Department of Physiology, David Geffen School of Medicine, University of California, Los Angeles, CA 90095-1751, USA.
Proc Natl Acad Sci U S A. 2011 Jan 25;108(4):1699-704. doi: 10.1073/pnas.1016114108. Epub 2011 Jan 5.

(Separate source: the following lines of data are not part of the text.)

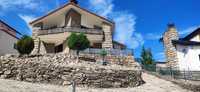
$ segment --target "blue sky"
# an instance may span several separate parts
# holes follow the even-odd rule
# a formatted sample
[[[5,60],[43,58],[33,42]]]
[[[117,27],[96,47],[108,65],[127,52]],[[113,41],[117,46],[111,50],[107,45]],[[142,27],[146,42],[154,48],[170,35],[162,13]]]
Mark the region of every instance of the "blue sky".
[[[0,19],[22,34],[31,35],[28,22],[67,3],[67,0],[0,0]],[[164,60],[158,39],[169,22],[183,37],[200,26],[199,0],[79,0],[80,6],[116,22],[114,39],[134,49],[151,48],[154,58]]]

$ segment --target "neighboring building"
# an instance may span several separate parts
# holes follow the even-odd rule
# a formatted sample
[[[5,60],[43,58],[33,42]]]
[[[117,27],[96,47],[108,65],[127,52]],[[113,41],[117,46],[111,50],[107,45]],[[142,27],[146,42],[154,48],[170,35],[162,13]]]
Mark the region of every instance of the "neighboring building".
[[[33,53],[68,53],[66,39],[71,32],[83,32],[91,48],[124,49],[113,41],[115,23],[81,8],[76,0],[30,23],[33,28],[35,49]]]
[[[20,33],[0,20],[0,55],[17,53],[14,49],[14,43],[19,39],[17,34]]]
[[[175,25],[170,24],[163,42],[168,66],[181,71],[200,71],[200,28],[179,38]]]

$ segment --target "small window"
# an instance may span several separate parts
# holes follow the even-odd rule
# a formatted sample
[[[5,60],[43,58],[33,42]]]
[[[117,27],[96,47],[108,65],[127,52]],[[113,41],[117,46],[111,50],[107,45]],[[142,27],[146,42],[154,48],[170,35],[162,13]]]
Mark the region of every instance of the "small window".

Cytoplasmic Ca(2+) is known to regulate Na(+)-Ca(2+) exchanger (NCX) activity by binding to two adjacent Ca(2+)-binding domains (CBD1 and CBD2) located in the large intracellular loop between transmembrane segments 5 and 6. We investigated Ca(2+)-dependent movements as changes in FRET between exchanger proteins tagged with CFP or YFP at position 266 within the large cytoplasmic loop. Data indicate that the exchanger assembles as a dimer in the plasma membrane. Addition of Ca(2+) decreases the distance between the cytoplasmic loops of NCX pairs. The Ca(2+)-dependent movements detected between paired NCXs were abolished by mutating the Ca(2+) coordination sites in CBD1 (D421A, E451A, and D500V), whereas disruption of the primary Ca(2+) coordination site in CBD2 (E516L) had no effect. Thus, the Ca(2+)-induced conformational changes of NCX dimers arise from the movement of CBD1. FRET studies of CBD1, CBD2, and CBD1-CBD2 peptides displayed Ca(2+)-dependent movements with different apparent affinities. CBD1-CBD2 showed a Ca(2+)-dependent phenotype mirroring full-length NCX but distinct from both CBD1 and CBD2.
细胞质中的 Ca(2+) 被认为通过结合位于跨膜片段 5 和 6 之间的大细胞内环中的两个相邻的 Ca(2+) 结合域 (CBD1 和 CBD2) 来调节 Na(+)-Ca(2+) 交换器 (NCX) 的活性。我们研究了 Ca(2+) 依赖性运动,即通过在大细胞质环内位置 266 处标记的交换蛋白之间的 FRET 变化来检测。数据表明,交换器在质膜中组装成二聚体。Ca(2+) 的加入会减小 NCX 对之间细胞质环的距离。在 CBD1 中的 Ca(2+) 协调位点突变 (D421A、E451A 和 D500V) 后,检测到的配对 NCX 之间的 Ca(2+) 依赖性运动被消除,而 CBD2 中的主要 Ca(2+) 协调位点突变 (E516L) 没有影响。因此,NCX 二聚体的 Ca(2+) 诱导构象变化来自 CBD1 的运动。CBD1、CBD2 和 CBD1-CBD2 肽的 FRET 研究显示出具有不同表观亲和力的 Ca(2+) 依赖性运动。CBD1-CBD2 显示出与全长 NCX 相似的 Ca(2+) 依赖性表型,但与 CBD1 和 CBD2 不同。